Nach den tödlichen Schüssen auf einen Staatsanwalt im Dachauer Amtsgericht wurden die Kontrollen an bayerischen Justizgebäuden drastisch verschärft. Dennoch gelang es einem bewaffneten Mann am Nachmittag des 7. Januar 2013, in den Justizpalast in München einzudringen und mit einer scharfen Waffe auf eine Glasscheibe zu zielen. Josef F. drückte zweimal ab, aber es passierte nichts, weil die Pistole nicht durchgeladen war. Seit Freitag muss sich der 58-Jährige am Landgericht München I verantworten.

Staatsanwalt Peter Preuß wirft dem Angeklagten unerlaubtes Führen einer halbautomatischen Schusswaffe und versuchte Sachbeschädigung vor. Diese Delikte sind aber nicht der Grund dafür, dass Josef F. in Untersuchungshaft sitzt. Die Staatsanwaltschaft hält den Zornedinger für gefährlich für die Allgemeinheit, weshalb im Gerichtssaal der Forensiker Matthias Hollweg den Angeklagten beobachtet und letztlich entscheidet, ob der Mann ein Fall für die Psychiatrie ist.

Josef F. macht vor der 4. Strafkammer einen entspannten Eindruck. Als er in den Saal geführt wird, scherzt er mit Fotografen: "Die Bilder von mir müssen S' noch ein bisserl nachbearbeiten." Im Laufe der Verhandlung zeigt sich der korpulente und gemütlich wirkende Mann auch dem Gericht gegenüber gut aufgelegt. Der Vorsitzenden Jutta Zeilinger macht er ständig Komplimente, er sei froh, eine so nette Richterin kennenzulernen. Keine Spur also zunächst von seiner Wut auf die Justiz, die ihn zu der Tat im Januar getrieben hatte.

Als er dann aber über Stunden hinweg seine Lebensgeschichte erzählt, wird deutlich, dass ihn ein Vorfall in den Achtzigerjahren noch heute umtreibt. Josef F. war erst Leiter einer Bankfiliale, hatte eine Zusatzausbildung als Makler durchlaufen und wurde dann - was sich zu einer großen Leidenschaft entwickelte - Wirt eines Künstler-Cafés in Zorneding. Er wollte den Betrieb des "Café Sissi" eigentlich seiner damaligen Freundin überlassen und nur die Finanzierung übernehmen, wofür er sich mit knapp einer halben Million Mark verschuldete. Dann lief ihm die Freundin weg, und F. stand alleine da mit dem Laden in einem ehemaligen Postamt. Nach anfänglichen Schwierigkeiten entwickelte sich das Café prächtig, die Gäste, unter ihnen viele Schauspieler und Kabarettisten, wurden seine Freunde. Für den einfachen Mann, der auf einem Bauernhof aufgewachsen ist, ein tolles Umfeld. Das Projekt endete jedoch jäh: Nach Streitigkeiten mit seinem Vermieter erhielt F. 1988 die Zwangsräumung. "Das war schlimm, ich hatte Alpträume, schrie in der Nacht."

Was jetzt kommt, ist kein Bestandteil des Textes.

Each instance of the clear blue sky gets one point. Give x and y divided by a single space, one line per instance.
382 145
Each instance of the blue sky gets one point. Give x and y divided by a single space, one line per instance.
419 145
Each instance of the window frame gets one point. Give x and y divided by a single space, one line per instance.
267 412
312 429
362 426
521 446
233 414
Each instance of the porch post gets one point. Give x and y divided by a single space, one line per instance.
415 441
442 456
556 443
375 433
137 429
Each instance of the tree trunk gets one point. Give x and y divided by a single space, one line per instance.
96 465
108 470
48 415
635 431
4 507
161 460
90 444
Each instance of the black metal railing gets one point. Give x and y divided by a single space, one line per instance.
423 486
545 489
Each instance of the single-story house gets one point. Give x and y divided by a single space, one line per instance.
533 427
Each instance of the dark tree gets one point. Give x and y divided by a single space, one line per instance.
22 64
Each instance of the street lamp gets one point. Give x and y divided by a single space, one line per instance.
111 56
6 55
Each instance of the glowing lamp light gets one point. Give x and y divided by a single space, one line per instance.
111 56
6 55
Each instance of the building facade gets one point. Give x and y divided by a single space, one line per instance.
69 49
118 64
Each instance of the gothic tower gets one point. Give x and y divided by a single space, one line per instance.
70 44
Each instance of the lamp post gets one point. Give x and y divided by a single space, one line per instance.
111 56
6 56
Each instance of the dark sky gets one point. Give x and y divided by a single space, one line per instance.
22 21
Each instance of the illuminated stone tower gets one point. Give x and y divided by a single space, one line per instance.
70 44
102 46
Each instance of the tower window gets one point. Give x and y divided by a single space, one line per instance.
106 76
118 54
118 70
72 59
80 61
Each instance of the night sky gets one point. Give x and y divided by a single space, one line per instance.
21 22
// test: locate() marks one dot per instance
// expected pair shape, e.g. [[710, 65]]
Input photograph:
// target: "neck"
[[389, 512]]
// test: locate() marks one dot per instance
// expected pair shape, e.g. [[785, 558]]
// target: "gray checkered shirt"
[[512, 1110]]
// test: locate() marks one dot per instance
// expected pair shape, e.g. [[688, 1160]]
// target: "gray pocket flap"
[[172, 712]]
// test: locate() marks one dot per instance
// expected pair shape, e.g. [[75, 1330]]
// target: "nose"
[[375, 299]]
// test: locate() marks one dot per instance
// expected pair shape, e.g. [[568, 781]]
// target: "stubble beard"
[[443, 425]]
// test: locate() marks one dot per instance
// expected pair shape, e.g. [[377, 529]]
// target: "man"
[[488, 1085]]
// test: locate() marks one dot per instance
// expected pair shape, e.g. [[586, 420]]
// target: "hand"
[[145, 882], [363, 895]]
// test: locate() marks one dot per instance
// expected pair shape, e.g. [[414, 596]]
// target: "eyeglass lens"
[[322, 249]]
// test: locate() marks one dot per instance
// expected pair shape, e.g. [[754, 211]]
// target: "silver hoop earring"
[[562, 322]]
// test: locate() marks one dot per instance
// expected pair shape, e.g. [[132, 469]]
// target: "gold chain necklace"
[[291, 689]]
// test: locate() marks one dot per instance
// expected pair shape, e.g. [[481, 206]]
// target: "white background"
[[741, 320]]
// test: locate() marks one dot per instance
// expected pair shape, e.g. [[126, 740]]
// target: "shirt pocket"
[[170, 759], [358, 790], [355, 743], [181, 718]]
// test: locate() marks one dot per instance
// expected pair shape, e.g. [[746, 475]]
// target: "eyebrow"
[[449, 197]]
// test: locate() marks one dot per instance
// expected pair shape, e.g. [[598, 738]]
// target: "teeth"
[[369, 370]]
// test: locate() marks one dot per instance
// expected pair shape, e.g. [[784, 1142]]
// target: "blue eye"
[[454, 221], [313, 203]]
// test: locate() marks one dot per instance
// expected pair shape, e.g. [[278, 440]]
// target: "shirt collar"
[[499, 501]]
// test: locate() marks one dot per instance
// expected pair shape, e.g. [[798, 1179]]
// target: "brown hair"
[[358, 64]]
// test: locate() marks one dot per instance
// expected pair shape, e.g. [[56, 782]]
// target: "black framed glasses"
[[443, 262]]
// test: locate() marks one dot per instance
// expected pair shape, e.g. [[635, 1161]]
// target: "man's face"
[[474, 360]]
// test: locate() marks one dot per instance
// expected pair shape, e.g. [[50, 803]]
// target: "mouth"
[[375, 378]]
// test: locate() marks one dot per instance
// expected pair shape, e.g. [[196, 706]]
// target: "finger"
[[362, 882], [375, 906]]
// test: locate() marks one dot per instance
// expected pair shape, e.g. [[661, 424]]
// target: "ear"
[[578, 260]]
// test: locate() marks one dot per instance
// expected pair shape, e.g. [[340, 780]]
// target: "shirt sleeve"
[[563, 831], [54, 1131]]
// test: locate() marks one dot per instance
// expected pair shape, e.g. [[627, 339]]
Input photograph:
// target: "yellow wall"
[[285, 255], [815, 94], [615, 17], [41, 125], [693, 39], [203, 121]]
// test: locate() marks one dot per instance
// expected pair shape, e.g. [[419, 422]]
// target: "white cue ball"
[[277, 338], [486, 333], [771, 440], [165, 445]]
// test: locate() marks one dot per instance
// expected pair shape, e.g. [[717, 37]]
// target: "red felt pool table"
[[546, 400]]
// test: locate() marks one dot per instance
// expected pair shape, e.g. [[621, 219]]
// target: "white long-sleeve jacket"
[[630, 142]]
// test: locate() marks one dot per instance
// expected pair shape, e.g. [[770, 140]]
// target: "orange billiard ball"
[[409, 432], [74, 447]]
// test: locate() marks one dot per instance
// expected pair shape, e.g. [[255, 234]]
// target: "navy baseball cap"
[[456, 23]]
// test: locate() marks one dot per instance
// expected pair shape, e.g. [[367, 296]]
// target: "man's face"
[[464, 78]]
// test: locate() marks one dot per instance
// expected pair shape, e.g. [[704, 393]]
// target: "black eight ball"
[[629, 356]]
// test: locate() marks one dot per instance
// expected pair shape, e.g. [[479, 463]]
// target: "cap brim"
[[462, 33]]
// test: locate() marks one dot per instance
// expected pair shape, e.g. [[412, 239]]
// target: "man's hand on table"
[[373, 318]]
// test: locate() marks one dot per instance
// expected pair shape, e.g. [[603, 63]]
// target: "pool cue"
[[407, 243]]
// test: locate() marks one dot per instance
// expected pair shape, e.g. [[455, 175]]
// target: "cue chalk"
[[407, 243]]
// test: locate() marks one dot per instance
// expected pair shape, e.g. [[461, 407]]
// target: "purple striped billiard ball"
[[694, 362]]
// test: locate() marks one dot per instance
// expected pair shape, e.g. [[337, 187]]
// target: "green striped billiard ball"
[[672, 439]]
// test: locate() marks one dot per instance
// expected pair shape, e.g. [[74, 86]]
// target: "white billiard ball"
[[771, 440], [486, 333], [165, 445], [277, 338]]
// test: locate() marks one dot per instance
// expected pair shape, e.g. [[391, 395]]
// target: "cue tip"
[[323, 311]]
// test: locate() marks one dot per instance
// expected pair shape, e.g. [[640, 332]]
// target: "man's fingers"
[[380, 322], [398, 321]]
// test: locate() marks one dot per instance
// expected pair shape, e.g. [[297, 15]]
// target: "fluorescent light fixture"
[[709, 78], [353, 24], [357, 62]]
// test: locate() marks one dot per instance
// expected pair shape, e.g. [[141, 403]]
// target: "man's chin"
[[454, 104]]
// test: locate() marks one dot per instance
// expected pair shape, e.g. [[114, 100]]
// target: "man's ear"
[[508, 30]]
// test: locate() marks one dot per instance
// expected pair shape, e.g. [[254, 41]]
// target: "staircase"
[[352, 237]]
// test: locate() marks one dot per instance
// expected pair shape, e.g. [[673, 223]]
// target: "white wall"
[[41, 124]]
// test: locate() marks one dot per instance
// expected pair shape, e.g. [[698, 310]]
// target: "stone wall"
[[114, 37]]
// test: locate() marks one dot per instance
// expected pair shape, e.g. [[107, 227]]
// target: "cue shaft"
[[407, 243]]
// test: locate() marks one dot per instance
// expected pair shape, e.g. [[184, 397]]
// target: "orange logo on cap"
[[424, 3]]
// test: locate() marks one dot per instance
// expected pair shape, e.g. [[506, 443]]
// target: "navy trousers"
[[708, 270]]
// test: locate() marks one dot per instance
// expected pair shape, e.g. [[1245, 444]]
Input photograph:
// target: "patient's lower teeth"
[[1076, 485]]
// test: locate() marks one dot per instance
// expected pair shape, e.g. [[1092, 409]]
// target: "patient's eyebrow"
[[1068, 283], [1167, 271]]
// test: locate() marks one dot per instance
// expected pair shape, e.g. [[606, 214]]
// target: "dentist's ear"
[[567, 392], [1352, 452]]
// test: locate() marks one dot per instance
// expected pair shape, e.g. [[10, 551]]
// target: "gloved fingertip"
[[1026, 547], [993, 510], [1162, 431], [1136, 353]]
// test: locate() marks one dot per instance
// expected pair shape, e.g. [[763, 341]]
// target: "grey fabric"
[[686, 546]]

Die Schuld an seinem geplatzten Traum gibt F. der Justiz, respektive dem Oberlandesgericht München. Das hatte seinem Vermieter in einem Prozess um die Öffnungszeiten des Cafés recht gegeben. Danach musste F. das "Sissi" jeweils schon um 22 Uhr schließen, was die Gäste fernhielt und den Wirt ruinierte. In den Jahren danach plagte er sich mit seinen Schulden, hatte zudem das Finanzamt mit Nachforderungen im Nacken und hielt sich als Makler über Wasser. Den Verlust des Cafés verwand er nie. Zuletzt plagten ihn Depressionen, er hatte kein Geld und keinen festen Wohnsitz. Nur die von seinem Vater geerbte Walther PPK, Kaliber 7.65 Millimeter, hatte er noch, als er im Januar zunächst an Selbstmord dachte. Doch dann spazierte er zum Justizpalast: "Jetzt musst du mal einen Punkt machen", habe er sich gedacht.

Er ging am Pförtner vorbei, zog die Waffe, sagte: "Erschrecken S' nicht" und legte auf die Scheibe an. Als es nicht knallte, drückte er dem Pförtner die Pistole in die Hand, zudem eine Feuerzeugpistole und ein Messer: "Da hast du's." Jetzt, da er in der Untersuchungshaft dem Zugriff seiner Gläubiger entzogen ist, gehe es ihm "richtig gut", sagt F. und lacht. Der Prozess dauert an.